The problem with the law is that it does little to control costs. Indeed, it defies the laws of economic supply and demand. If economic studies are to be believed, it will double the demand for care without increasing the supply of doctors, nurses, and paramedical personnel who deliver the care.

This is where the physician uncertainties kick in. How do you simultaneously increase the demand for physician services while decreasing physician reimbursements? How do you meet the provisions of the law without increasing the supply of physicians? The logic is that physicians by using EHRs, being judged by performance data, and joining large accountable care organizations, will become more effective, efficient, and productive.

Illusions of "Productivity"


But, as economist John Goodman explains in his blog on October 11, “ Once you get past the rhetoric about doctors becoming more ‘productive,’ you will discover that the new law’s mechanism to control Medicare spending is to ratchet down payments to doctors and hospitals.” According to the Office of the Medicare Actuary, Medicare payment rates will steadily decrease and will fall below Medicaid rates by 2019 and drop increasingly below Medicaid in future years.

So how will the reform law work? Normally , when demand exceeds supply, the income of suppliers, in this case, physicians, rise. If supply is prevented from increasing, overall prices rise even more. Which is what is happening, premiums will increase by 10% this year.

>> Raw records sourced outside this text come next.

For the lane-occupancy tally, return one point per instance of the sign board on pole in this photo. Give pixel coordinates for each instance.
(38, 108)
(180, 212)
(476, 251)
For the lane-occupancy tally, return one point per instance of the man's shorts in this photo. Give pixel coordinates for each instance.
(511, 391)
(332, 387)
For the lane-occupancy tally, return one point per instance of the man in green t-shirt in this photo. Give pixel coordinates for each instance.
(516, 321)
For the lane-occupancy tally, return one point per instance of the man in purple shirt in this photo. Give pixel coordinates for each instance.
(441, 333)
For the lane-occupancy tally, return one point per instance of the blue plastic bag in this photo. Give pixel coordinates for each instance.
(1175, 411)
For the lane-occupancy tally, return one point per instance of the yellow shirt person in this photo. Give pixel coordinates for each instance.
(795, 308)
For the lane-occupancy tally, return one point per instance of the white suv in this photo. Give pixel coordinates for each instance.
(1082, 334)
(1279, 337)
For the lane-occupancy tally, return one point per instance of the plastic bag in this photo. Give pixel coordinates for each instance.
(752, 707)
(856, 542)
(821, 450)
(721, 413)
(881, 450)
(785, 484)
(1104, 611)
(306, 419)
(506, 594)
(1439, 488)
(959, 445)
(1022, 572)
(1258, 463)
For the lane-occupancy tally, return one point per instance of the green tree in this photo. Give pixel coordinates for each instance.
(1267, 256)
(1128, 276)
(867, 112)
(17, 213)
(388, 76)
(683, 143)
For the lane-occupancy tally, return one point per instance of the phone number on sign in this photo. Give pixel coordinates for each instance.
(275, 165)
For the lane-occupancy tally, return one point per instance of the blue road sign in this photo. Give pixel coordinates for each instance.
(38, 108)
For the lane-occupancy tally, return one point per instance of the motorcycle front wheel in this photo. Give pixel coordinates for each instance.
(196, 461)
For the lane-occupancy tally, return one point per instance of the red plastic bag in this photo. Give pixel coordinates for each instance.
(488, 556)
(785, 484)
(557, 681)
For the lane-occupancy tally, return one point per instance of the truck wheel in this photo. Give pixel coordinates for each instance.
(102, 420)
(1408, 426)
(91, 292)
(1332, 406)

What is government to do? It can dither and delay the SGR fix, postponing the inevitable need to pay doctors more because of increased demand for their services. It can squeeze doctors even more by cutting Medicare fees for high ticket specialists, like cardiologists and orthopedic surgeons. It can pay token bonuses to primary care doctors, hoping that may increase their supply at the margins. It can delay solutions to malpractice reform, by conducting demonstration projects.

Meanwhile, at the physician grassroots level, the reform law is likely to exaggerate the physician shortage, drive more physicians out of Medicare and Medicaid markets, create a physician access crisis, and defy the laws of supply and demand by ignoring market forces.